HBE is downregulated when P_B compared with NP_B in discus fish brain
(Fig. 6.B). However, it is the same in the skin as in the brain. HBE is
a variant caused by a single point mutation at codon 26 of the b-globin
gene, which is located on chromosome 11p15.5 (Ha, Martinson, Iwamoto, &
Nishi, 2019). People possessing an HBE variant may also develop
secondary disorders like jaun-dice, hepatosplenomegaly and growth
retardation in their devel-opmental stages, which leads to the diagnosis
of HBE (Fucharoen & Weatherall, 2012). Elizabeth Greene,
Joshua Flees et al found the circulatory- and breast muscle-oxygen
homeostasis is dysregulated [low oxygen and hemoglobin (HB) levels]

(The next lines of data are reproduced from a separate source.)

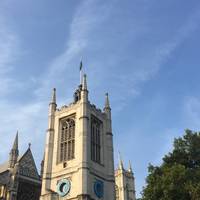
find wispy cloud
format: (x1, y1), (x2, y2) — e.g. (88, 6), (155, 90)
(0, 16), (19, 97)
(36, 0), (109, 97)
(182, 96), (200, 131)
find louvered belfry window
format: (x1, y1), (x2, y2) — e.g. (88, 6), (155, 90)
(91, 116), (101, 163)
(60, 117), (75, 162)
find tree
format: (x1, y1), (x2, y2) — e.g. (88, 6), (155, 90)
(141, 130), (200, 200)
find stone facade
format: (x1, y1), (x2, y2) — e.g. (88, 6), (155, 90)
(0, 134), (41, 200)
(115, 160), (136, 200)
(40, 76), (115, 200)
(40, 72), (135, 200)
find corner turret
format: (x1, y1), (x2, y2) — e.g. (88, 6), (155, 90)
(9, 131), (19, 168)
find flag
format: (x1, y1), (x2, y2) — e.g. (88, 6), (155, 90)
(80, 60), (83, 71)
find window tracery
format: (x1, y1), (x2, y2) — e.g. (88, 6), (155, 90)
(60, 117), (75, 162)
(91, 116), (101, 163)
(115, 185), (119, 200)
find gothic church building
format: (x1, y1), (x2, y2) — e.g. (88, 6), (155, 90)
(0, 70), (136, 200)
(40, 72), (135, 200)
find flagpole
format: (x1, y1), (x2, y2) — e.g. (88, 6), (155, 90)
(80, 60), (83, 85)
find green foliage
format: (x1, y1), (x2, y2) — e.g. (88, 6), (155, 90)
(141, 130), (200, 200)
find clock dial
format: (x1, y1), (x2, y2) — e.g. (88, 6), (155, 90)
(94, 180), (104, 198)
(57, 179), (71, 197)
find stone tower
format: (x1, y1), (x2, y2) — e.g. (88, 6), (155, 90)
(115, 158), (136, 200)
(40, 71), (115, 200)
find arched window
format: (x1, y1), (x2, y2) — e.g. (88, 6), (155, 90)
(60, 118), (75, 162)
(115, 185), (119, 200)
(91, 116), (101, 163)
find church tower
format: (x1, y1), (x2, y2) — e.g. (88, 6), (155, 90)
(115, 158), (136, 200)
(40, 68), (115, 200)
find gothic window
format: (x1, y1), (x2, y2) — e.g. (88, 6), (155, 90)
(60, 117), (75, 162)
(115, 185), (119, 200)
(91, 116), (101, 163)
(126, 184), (130, 200)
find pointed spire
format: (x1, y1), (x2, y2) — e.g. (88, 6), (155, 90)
(82, 74), (87, 90)
(128, 160), (133, 173)
(119, 152), (124, 170)
(51, 88), (56, 104)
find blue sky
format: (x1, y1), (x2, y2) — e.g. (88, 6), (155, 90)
(0, 0), (200, 196)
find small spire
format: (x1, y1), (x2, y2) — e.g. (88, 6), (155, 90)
(105, 93), (110, 108)
(51, 88), (56, 103)
(119, 152), (124, 170)
(9, 131), (19, 168)
(128, 160), (133, 173)
(82, 74), (87, 90)
(12, 131), (18, 150)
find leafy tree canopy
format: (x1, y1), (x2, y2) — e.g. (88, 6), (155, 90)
(141, 130), (200, 200)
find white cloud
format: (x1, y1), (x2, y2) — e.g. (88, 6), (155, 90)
(182, 96), (200, 131)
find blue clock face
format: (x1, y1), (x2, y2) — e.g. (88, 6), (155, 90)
(57, 179), (71, 197)
(94, 180), (104, 198)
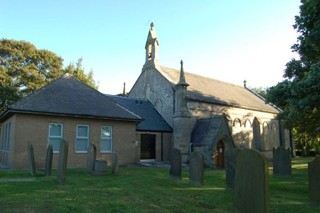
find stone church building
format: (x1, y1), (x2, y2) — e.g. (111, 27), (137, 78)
(128, 23), (289, 168)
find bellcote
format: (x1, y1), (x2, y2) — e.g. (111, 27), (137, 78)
(143, 22), (159, 69)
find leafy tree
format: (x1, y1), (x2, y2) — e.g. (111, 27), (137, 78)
(0, 39), (96, 112)
(267, 0), (320, 153)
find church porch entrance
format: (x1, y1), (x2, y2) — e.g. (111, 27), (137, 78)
(215, 140), (225, 169)
(140, 134), (156, 161)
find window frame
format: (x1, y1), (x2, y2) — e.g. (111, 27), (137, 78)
(74, 124), (90, 153)
(100, 125), (113, 153)
(48, 122), (63, 153)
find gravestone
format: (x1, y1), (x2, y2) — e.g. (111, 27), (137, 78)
(170, 148), (182, 179)
(226, 147), (241, 189)
(233, 149), (270, 213)
(112, 152), (119, 175)
(308, 155), (320, 205)
(87, 143), (97, 173)
(28, 143), (36, 176)
(45, 144), (53, 176)
(93, 160), (108, 175)
(272, 146), (291, 176)
(189, 151), (204, 186)
(58, 140), (68, 185)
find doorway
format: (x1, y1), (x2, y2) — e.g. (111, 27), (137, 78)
(216, 140), (225, 169)
(140, 134), (156, 160)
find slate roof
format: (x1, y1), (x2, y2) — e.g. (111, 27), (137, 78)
(108, 95), (172, 132)
(159, 66), (279, 113)
(0, 75), (141, 121)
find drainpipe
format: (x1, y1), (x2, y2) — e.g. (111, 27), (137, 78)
(189, 143), (192, 155)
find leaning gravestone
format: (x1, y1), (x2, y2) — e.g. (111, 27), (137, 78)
(273, 146), (291, 176)
(112, 152), (119, 175)
(45, 144), (53, 176)
(87, 143), (97, 174)
(170, 148), (182, 179)
(308, 155), (320, 205)
(92, 160), (108, 175)
(226, 147), (241, 189)
(233, 149), (269, 213)
(189, 151), (204, 186)
(58, 140), (68, 185)
(28, 144), (36, 176)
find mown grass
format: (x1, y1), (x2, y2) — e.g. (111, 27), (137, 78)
(0, 159), (320, 213)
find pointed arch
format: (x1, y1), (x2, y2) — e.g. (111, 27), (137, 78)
(154, 98), (163, 113)
(144, 83), (151, 100)
(262, 121), (272, 150)
(232, 118), (241, 127)
(242, 119), (252, 128)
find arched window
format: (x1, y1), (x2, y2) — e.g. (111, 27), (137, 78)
(262, 122), (272, 150)
(144, 84), (151, 100)
(243, 119), (251, 128)
(154, 98), (163, 113)
(233, 118), (241, 128)
(270, 122), (280, 148)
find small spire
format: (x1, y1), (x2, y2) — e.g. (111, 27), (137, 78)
(122, 82), (126, 96)
(243, 80), (247, 87)
(178, 60), (189, 86)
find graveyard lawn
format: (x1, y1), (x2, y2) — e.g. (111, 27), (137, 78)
(0, 158), (320, 213)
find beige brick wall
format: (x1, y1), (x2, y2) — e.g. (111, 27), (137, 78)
(10, 114), (138, 168)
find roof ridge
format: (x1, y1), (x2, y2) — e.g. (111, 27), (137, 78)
(158, 65), (243, 88)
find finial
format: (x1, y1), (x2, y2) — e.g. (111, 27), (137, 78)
(122, 82), (126, 96)
(178, 60), (189, 86)
(243, 80), (247, 87)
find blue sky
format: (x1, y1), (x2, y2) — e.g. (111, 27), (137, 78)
(0, 0), (300, 94)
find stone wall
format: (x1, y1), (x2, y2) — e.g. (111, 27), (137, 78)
(129, 68), (174, 127)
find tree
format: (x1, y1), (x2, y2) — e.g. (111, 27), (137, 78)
(267, 0), (320, 153)
(0, 39), (96, 112)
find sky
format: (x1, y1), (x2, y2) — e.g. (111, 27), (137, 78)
(0, 0), (301, 94)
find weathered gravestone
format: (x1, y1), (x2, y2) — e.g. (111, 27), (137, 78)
(58, 140), (68, 185)
(45, 144), (53, 176)
(233, 149), (269, 213)
(112, 152), (119, 175)
(92, 160), (108, 175)
(170, 148), (182, 179)
(272, 146), (291, 176)
(87, 143), (97, 174)
(28, 143), (36, 176)
(308, 155), (320, 205)
(226, 147), (241, 189)
(189, 151), (204, 186)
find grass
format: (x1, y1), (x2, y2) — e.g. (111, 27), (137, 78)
(0, 158), (320, 213)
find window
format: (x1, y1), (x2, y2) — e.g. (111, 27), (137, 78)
(49, 123), (63, 153)
(0, 123), (11, 152)
(100, 126), (112, 152)
(76, 125), (89, 153)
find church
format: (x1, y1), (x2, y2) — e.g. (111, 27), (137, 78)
(128, 23), (291, 168)
(0, 24), (292, 169)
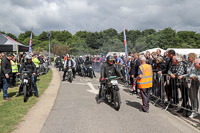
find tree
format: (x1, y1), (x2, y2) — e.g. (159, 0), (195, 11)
(7, 33), (17, 41)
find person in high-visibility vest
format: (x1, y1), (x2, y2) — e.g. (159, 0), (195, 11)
(32, 54), (40, 69)
(138, 56), (153, 112)
(10, 56), (18, 86)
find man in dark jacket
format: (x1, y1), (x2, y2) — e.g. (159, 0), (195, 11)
(84, 56), (96, 77)
(131, 53), (141, 94)
(1, 54), (12, 100)
(98, 55), (123, 103)
(17, 55), (39, 97)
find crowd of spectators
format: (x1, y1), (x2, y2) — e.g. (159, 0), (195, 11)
(0, 52), (48, 100)
(129, 49), (200, 117)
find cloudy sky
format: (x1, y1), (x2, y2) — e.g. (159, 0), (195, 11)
(0, 0), (200, 35)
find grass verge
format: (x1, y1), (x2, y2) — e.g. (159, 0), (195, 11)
(0, 70), (52, 133)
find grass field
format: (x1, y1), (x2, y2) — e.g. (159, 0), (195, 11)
(0, 70), (52, 133)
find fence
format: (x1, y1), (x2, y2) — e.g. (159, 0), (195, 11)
(152, 72), (200, 114)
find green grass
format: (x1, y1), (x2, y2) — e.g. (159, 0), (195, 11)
(0, 70), (52, 133)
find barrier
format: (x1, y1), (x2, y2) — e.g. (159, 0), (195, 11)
(151, 72), (200, 114)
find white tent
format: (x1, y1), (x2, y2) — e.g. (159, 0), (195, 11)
(167, 48), (200, 57)
(140, 48), (166, 55)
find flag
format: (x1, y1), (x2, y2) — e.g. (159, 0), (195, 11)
(123, 27), (129, 80)
(29, 32), (32, 54)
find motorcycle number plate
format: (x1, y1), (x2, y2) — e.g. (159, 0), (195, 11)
(24, 79), (28, 83)
(111, 80), (118, 85)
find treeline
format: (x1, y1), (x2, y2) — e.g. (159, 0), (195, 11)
(0, 28), (200, 55)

in chickens with WB myopathy. Molecular analysis showed that blood HB
subunit Mu (HBM), Zeta (HBZ), HBE and hephaestin (HEPH) expression were
significantly down regulated (Fucharoen & Weatherall, 2012).
Interestingly, this result was consistent with the downregulation of the
relative expression of HBE in the lactation behavior of discus fish,
suggesting that lactation behavior of discus fish is similar to that of
mammals. HBE is the gene that we’re going to focus on next.
This study has some limitations. First, the function of the genes
screened by the transcriptome in the parental discus fish unclear.
Second, the parental care process of discus fish is similar to that of
mammals, but very different. Therefore, it is urgent to continue to
explore the parental care process of discus fish.